Hepatic CES2 is regulated by HNF4α
Our data have shown that hepatic CES2 is protective against the development of NAFLD. Therefore, it is important to determine the mechanism by which hepatic CES2 is reduced in NASH, diabetes and obesity. Our recent work show that hepatocyte nuclear factor 4α (HNF4α) is reduced by 70–80% in the livers of both NASH patients and db/db or HFD-fed mice (14). HNF4α is a nuclear hormone receptor that regulates the expression of genes involving in bile acid, lipid, glucose and xenobiotic drug metabolism. Thus, we investigated whether HNF4α regulates CES2 expression in vitro and in vivo. Over-expression of HNF4α significantly induced human CES2 mRNA and protein expression in HepG2 cells (Figure 7A). Similarly, HNF4α over-expression also induced mouse Ces2 mRNA and/or protein levels in AML12 cells or Hepa1-6 cells (Figure S10A) and in C57BL/6 mice (Figure 7B). In contrast, Ces2 mRNA and protein levels were reduced by >80% in liver-specific Hnf4α−/− (L-Hnf4α−/−) mice (Figure 7C and 7D). Consistent with the change in CES2 mRNA level, over-expression of HNF4α also induced human CES2 gene promoter activity (Figure S10B). Finally, chromatin immunoprecipitation (ChIP) assays showed that HNF4α protein bound to the proximal promoter of the Ces1 gene (Figure 7E). Together, these data demonstrate that hepatic CES2 is a downstream target of HNF4α and that the decrease in hepatic CES2 expression may result, at least in part, from reduced HNF4α expression in NASH, diabetes or obesity.
Discussion
CES2 is a serine esterase responsible for hydrolysis of ester and amide bonds present in prodrugs and xenobiotics (28). So far, the role of CES2 in lipid or glucose metabolism is completely unknown. In this report, we demonstrate that hepatic CES2 is markedly reduced under common conditions of metabolic stress (obesity, diabetes and NASH) likely as a result of reduced HNF4α expression, and that CES2 is sufficient and required for maintaining hepatic TG homeostasis by modulating lipolysis, ER stress and lipogenesis (Figure 7F). Since NAFLD starts with simple steatosis, our data suggest that hepatic CES2 plays a protective role in the development of NAFLD.

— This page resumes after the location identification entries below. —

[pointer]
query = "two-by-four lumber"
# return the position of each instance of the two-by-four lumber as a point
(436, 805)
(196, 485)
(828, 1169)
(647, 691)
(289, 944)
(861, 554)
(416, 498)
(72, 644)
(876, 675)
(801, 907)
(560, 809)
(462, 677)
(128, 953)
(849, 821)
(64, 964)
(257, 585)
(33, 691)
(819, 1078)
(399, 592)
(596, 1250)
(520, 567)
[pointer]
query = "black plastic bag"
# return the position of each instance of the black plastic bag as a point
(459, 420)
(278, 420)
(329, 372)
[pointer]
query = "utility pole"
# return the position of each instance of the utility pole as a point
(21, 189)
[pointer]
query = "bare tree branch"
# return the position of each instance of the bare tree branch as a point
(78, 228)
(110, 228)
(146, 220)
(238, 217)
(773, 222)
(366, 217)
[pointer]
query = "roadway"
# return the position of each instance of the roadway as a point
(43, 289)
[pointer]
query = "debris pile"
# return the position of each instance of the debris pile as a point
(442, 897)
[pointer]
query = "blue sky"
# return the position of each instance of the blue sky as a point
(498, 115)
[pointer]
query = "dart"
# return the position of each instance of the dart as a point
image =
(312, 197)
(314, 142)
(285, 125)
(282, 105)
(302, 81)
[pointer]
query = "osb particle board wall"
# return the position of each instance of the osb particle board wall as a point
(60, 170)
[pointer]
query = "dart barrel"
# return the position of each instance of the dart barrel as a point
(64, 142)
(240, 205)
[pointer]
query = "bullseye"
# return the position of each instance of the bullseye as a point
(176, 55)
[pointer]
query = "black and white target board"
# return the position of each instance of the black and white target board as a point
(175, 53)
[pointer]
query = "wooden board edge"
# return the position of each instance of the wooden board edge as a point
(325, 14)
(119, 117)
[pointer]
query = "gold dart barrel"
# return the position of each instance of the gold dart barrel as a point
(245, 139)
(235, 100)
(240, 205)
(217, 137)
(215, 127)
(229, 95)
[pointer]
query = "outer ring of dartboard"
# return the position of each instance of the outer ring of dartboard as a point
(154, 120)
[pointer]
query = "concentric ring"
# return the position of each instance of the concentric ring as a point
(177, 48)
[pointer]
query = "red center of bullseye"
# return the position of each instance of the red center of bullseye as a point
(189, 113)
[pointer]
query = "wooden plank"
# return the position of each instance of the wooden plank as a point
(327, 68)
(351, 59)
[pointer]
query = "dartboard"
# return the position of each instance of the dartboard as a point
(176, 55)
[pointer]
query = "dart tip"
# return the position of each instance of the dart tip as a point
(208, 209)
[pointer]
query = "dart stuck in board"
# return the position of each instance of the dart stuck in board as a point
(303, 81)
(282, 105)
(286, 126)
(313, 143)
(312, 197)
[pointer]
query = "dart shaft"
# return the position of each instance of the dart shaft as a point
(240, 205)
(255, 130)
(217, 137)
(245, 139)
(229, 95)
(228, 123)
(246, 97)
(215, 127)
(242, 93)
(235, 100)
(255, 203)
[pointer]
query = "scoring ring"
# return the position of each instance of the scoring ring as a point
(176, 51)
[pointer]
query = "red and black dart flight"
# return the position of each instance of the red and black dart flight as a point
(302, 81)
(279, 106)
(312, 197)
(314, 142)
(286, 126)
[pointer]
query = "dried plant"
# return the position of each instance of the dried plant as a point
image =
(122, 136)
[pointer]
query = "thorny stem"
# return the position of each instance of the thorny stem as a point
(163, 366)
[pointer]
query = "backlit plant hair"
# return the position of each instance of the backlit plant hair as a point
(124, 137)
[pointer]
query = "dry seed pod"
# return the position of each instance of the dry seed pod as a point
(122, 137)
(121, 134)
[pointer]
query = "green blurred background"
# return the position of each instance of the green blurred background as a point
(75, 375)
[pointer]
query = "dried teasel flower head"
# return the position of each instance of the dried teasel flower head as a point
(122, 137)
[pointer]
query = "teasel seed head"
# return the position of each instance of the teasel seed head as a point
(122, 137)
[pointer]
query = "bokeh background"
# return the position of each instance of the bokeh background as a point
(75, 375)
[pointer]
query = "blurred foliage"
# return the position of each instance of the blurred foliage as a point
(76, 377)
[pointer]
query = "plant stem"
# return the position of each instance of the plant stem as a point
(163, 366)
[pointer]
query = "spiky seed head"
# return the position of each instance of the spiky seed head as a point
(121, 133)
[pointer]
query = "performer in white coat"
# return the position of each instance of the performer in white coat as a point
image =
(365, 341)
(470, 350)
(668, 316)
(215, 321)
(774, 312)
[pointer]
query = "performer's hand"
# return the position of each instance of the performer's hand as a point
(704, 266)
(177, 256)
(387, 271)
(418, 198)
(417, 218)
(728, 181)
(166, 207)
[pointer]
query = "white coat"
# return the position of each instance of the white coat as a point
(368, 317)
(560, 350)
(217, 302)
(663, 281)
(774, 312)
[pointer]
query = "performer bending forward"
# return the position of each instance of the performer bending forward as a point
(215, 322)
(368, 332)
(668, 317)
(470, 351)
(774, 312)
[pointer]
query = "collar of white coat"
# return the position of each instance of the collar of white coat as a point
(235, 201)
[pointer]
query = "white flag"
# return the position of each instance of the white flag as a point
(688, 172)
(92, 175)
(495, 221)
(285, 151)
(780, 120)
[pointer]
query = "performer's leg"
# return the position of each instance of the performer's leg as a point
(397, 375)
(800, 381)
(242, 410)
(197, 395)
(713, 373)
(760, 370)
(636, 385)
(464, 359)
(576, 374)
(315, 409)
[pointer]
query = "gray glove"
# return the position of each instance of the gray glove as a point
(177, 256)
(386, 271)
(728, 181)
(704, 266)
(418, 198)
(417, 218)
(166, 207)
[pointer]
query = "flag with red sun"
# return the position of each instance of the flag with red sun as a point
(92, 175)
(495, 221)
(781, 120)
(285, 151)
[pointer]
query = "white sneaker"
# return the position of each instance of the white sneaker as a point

SREBP-1c and SREBP-2 are the master regulators of fatty acid and cholesterol biosynthesis, respectively. Recent data have shown that SREBP activities and ER stress are reciprocally regulated. Palmitate or lipid droplet accumulation in the ER is known to cause ER stress (29, 30). Activation of the ER stress pathways results in the increased proteolytic cleavage of the SREBP-1c and SREBP-2 isoforms and subsequent lipogenesis (26, 31). Conversely, inhibition of ER stress is shown to inhibit lipogenesis (27). As an ER-localized TGH, CES2 is a legitimate lipase for preventing TG accumulation in ER. As a result, over-expression of CES2 reduces hepatic ER stress and SREBP processing whereas loss of CES2 has opposite effects.
Defective lipolysis has now been recognized as one of the most important mechanisms contributing to the development of NAFLD (4, 6, 7). Our compelling in vitro and in vivo data have demonstrated that CES2 has TG lipase activity. TG hydrolysis in the liver is known to release FFAs, leading to PPARα activation and induction of FAO (21, 32). FFAs released from TG hydrolysis may also inhibit SREBP-1c expression by antagonizing LXR (23, 24). Indeed, overexpression of ATGL in db/db mice decreases hepatic TG levels through attenuating lipogenesis and inducing FAO (33). Our data indicate that CES2 over-expression has similar effects. Moreover, we show that CES2 over-expression alleviates ER stress, which may also account in part for the reduced lipogenesis. Thus, gain of hepatic CES2 function attenuates hepatic TG accumulation likely through both enhancing FAO and inhibition of lipogenesis via reducing SREBP-1c transcription and processing (Figure 7F, left panel).
Conversely, knockdown of hepatic CES2 induces ER stress and SREBP-1 processing, leading to increased lipogenesis and the development of fatty liver (Figure 7F, right panel). The importance of SREBP-1 is validated by the observation that loss of hepatic CES2 fails to induce liver steatosis in Srebp1−/− mice. Interestingly, transgenic expression of human PNPLA3(I148M) in mice also exhibits increased hepatic lipogenesis by inducing Srebp-1 processing and its target genes (10). These data suggest that ER stress-induced SREBP-1 processing may be one of the common mechanisms of liver steatosis triggered by defective lipolysis.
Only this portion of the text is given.